Radcliffe uses a frame story as the story is actually being told by a traveler reading a manuscript about the castle and its inhabitants. She uses this device to emphasize themes and morals of her tale, as the narrator philosophizes about human nature and the value of reason over passion at the beginning and end and in cerebral interjections: “The near approach of pleasure frequently awakens the heart to emotions, which would fail to be excited by a more remote and abstracted observance” (13). This allows Radcliffe to convey the weight of events or attachments between characters. It also suggests that the tourist who has read the manuscript relates the tale as an “objective” observer, suggesting that the philosophical perspectives of the novel convey the objective truths.
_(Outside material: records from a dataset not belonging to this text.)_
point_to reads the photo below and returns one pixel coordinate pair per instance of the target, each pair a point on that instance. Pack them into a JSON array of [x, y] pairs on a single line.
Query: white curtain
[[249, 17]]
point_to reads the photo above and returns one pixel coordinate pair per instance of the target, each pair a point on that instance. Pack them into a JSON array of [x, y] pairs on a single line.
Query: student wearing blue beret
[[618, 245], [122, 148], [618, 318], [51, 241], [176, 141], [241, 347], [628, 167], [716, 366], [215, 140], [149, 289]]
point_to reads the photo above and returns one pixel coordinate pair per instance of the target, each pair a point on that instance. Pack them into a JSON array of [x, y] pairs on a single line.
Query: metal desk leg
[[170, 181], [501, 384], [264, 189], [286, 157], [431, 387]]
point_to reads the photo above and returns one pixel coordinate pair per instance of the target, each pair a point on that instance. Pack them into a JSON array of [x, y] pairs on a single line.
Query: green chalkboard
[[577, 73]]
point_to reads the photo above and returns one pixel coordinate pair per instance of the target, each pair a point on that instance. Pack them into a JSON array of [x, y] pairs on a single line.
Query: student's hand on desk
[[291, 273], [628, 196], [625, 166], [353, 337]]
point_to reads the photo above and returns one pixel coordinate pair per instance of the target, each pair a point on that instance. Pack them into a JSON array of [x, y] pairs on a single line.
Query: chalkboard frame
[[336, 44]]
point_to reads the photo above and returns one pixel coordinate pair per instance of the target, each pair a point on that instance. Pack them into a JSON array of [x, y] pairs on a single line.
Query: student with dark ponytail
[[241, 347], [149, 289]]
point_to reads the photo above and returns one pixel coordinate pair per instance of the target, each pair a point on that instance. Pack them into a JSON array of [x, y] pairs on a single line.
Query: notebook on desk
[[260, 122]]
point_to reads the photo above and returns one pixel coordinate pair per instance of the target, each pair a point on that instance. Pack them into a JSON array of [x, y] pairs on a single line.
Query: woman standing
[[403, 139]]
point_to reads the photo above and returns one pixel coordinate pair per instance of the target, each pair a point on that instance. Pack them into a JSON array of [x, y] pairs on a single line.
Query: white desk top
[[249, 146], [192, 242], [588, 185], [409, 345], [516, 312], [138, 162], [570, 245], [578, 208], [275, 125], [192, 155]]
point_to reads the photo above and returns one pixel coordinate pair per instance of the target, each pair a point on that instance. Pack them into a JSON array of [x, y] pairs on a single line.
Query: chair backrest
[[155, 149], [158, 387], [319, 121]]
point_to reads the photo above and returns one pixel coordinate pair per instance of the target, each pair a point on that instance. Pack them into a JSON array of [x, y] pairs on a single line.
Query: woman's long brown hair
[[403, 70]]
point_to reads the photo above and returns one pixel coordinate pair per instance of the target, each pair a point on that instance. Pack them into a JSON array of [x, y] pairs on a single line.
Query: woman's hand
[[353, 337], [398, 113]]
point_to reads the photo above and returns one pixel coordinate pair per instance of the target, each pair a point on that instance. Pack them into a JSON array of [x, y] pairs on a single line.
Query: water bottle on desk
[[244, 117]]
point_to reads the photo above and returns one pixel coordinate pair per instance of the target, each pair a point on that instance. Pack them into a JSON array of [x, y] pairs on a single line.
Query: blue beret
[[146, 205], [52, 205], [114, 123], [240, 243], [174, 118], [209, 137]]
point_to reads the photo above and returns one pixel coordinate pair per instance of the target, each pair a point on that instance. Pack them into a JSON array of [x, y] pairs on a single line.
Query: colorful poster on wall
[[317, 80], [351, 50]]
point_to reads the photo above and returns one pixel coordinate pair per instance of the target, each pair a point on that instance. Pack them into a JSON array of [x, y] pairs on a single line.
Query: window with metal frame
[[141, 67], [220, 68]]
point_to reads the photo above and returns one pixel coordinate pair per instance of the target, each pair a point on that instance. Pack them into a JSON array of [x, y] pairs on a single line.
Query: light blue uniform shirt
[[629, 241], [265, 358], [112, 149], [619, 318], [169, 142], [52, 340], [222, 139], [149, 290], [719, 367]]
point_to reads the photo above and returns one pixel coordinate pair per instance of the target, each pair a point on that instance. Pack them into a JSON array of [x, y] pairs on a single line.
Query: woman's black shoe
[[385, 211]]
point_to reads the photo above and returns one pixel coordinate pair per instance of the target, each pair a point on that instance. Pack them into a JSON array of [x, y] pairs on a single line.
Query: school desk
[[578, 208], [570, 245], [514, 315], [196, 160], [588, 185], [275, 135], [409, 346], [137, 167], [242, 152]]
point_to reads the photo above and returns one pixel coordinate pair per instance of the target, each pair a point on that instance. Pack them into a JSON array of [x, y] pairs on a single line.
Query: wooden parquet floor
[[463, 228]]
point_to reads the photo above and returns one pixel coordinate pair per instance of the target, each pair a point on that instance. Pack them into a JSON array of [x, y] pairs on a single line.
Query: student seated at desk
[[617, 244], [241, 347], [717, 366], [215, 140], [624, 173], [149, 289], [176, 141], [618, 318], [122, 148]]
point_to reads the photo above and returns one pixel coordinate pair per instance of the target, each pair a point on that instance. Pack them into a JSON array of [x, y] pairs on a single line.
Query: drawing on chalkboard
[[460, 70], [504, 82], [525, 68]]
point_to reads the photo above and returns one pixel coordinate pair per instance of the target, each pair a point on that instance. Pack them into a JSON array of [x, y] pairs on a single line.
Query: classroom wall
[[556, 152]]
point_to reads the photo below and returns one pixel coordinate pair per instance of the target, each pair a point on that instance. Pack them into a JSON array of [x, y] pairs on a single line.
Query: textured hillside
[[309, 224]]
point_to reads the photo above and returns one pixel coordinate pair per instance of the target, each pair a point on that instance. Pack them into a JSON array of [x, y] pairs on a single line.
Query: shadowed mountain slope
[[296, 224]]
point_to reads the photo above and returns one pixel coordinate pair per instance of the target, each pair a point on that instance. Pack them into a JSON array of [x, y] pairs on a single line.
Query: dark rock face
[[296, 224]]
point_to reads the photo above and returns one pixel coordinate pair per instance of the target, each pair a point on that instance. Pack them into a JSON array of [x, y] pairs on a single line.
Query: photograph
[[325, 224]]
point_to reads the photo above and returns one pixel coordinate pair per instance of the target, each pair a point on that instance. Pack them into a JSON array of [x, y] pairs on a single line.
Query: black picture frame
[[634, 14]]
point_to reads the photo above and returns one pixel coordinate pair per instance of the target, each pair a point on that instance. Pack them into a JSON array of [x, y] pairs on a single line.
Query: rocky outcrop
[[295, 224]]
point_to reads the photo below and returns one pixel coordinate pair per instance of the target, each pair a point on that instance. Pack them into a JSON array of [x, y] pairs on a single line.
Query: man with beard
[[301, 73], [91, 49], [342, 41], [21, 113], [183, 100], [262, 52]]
Metaphor, personification, and hyperbole feature throughout the novel to develop the setting and emphasize characterization. When the sight of Hippolitus with Julia “corroded [Maria’s] heart with jealous fury” (16), her corroded and decayed emotions represent evil forces. By contrast, when “the breath of [Julia’s] flute trembled, and Hippolitus entranced, forgot to play” (20), the breath of the flute suggests new life and demonstrates the power of love to cast a spell over Hippolitus.
As in the poems Radcliffe frequently includes, the lyric quality of her figurative phrases lend rhythm and tension to the text. Phrases like “buried in sleep” (34), “wild desolation” (35), “the valor of despair” (87), and “mansion of the murdered” heighten the characters’ own feelings of oppression and melancholy (147). They act as shorthand within her lengthy exposition and help readers visualize the darkness into which the characters descend while exploring the supernatural, while locked in dungeons, and while fleeing for their lives.
The strongest use of juxtaposition in the novel appears in the contrast of light and dark. Radcliffe connects many of the other ideas she juxtaposes to light and dark: virtue versus vice, Passion Versus Reason, strength versus weakness. Light represents possibility and goodness, while dark represents danger and evil. For example, when Julia and Hippolitus realize their love for one another, “she experienced one of those rare moments which illuminate life with a ray of bliss, by which the darkness of its general shade is contrasted” (20). This juxtaposition is most emphasized toward the end of the novel, when light represents light and darkness represents death. As Julia attempts to persuade her mother to leave the darkness of her cell, she cries, “Oh! let me lead you to light and life!” (158), presenting the most literal relation of light and hope.
Radcliffe also uses juxtaposition when presenting Madame de Menon as a foil to Maria de Vellorno, “whose virtues were a silent reproof to her vices” (65). By casting the two women as opposites, Radcliffe emphasizes the struggle for Julia’s future as a fight between good and evil, or the appearance of good and the appearance of evil. Virtue and vice are again juxtaposed during Julia’s time at the monastery to critique Catholicism: The Catholic Abate’s passions are his vice, while the quiet reason of Cornelia and Julia is presented as virtue. This connects with the juxtaposition of nature and civilization: Nature represents the virtues of innocence and wildness, while civilization represents corruption and dissolution. Through these juxtapositions, Radcliffe develops the themes of Passion Versus Reason and the Romanticization of the Natural World.
Juxtaposing strength and weakness also supports the novel’s presentation of The Oppression of Women in Patriarchal Society and reveals the gendered attitudes of Radcliffe’s time. When the marquis and Maria die, “[t]hese terrible events so deeply affected Emilia that she was confined to her bed [...] [,but] Ferdinand struggled against the shock with manly fortitude” (169). Throughout the novel, men hold the power while women work within and against it to strive for their own independence. Women like Julia and Emilia faint at the sight of blood, while men like Ferdinand and Hippolitus are twice resurrected from severe wounds.